Oraya bıraktım.. Ertesi sabah İstanbul için yola çıktık..
Çanakkale Boğazı'nın o muhteşem manzaralı ve de deniz ve çam kokulu
yolları geçilince, plak gözüne uzandım ki, bir gece evvel gelen o
silik albüm orda.. Elime aldım. Üzerinde posta pulu büyüklüğünde
resimler var.
Bazılarını tanıyorum..
Melihat Gülses!. Türk Sanat Müziği'nin en güzel seslerinden..
Tuncay Kurtoğlu.. Harika sanatçı..
Devlet Opera ve Balesi'nin o unutulmaz Mardin Cumhuriyet Meydanı
Konserinden beri en sevdiklerim arasındadır. Müthiş bas bariton..

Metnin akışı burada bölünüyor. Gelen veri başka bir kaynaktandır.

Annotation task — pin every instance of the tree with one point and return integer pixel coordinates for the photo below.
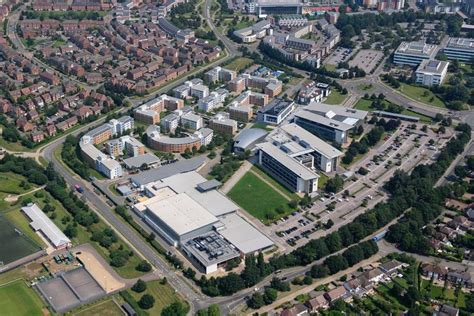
(270, 295)
(256, 301)
(334, 184)
(175, 309)
(147, 301)
(143, 266)
(139, 286)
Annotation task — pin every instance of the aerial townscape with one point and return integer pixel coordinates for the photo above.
(236, 157)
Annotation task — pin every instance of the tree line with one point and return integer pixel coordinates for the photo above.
(81, 214)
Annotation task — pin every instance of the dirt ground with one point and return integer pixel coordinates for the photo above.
(100, 273)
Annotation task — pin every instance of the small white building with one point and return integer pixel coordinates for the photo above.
(41, 223)
(431, 72)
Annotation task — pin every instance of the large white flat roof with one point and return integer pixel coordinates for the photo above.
(41, 222)
(213, 201)
(181, 213)
(243, 235)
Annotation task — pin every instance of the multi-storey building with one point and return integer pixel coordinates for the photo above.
(222, 123)
(330, 122)
(413, 53)
(431, 72)
(461, 49)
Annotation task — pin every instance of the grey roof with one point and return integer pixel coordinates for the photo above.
(243, 235)
(208, 185)
(166, 171)
(41, 222)
(138, 161)
(210, 249)
(315, 142)
(287, 161)
(249, 136)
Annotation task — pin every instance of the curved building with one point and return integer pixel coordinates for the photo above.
(164, 143)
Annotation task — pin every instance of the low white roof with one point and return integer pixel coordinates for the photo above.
(182, 214)
(41, 222)
(315, 142)
(243, 235)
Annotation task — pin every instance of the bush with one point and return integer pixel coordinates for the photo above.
(143, 266)
(139, 286)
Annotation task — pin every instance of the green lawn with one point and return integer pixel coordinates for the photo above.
(336, 97)
(289, 194)
(17, 299)
(421, 94)
(164, 295)
(364, 104)
(239, 64)
(258, 198)
(10, 183)
(102, 308)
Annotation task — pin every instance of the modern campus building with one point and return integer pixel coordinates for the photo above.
(159, 142)
(252, 33)
(330, 122)
(219, 74)
(461, 49)
(274, 7)
(189, 213)
(97, 159)
(431, 72)
(40, 222)
(275, 112)
(413, 53)
(325, 156)
(287, 162)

Türkülerimizi de öyle muhteşem okur ki.. Ve Caner Akın.. Genç
tenorlarımızdan..
"Yahu bu üçünü bir araya getiren albüm nedir acaba" dedim ve CD'yi
kabından çıkarıp, arabanın müzik setine taktım ki.. Takış o
takış..
Albümün adı "Şairane Sevdalar!." Grup Abra diye de bir isim var,
kapakta, ilk defa duyuyorum onu da..
Albüm dönmeye başladı.. Artık nerdeyse ezber bildiğimiz Sessiz
Gemi'nin melodisi yayıldı arabanın içine.. Melihat Gülses söylüyor,
Yahya Kemal'in Nâzım Hikmet'in annesi için yazdığı dizeleri..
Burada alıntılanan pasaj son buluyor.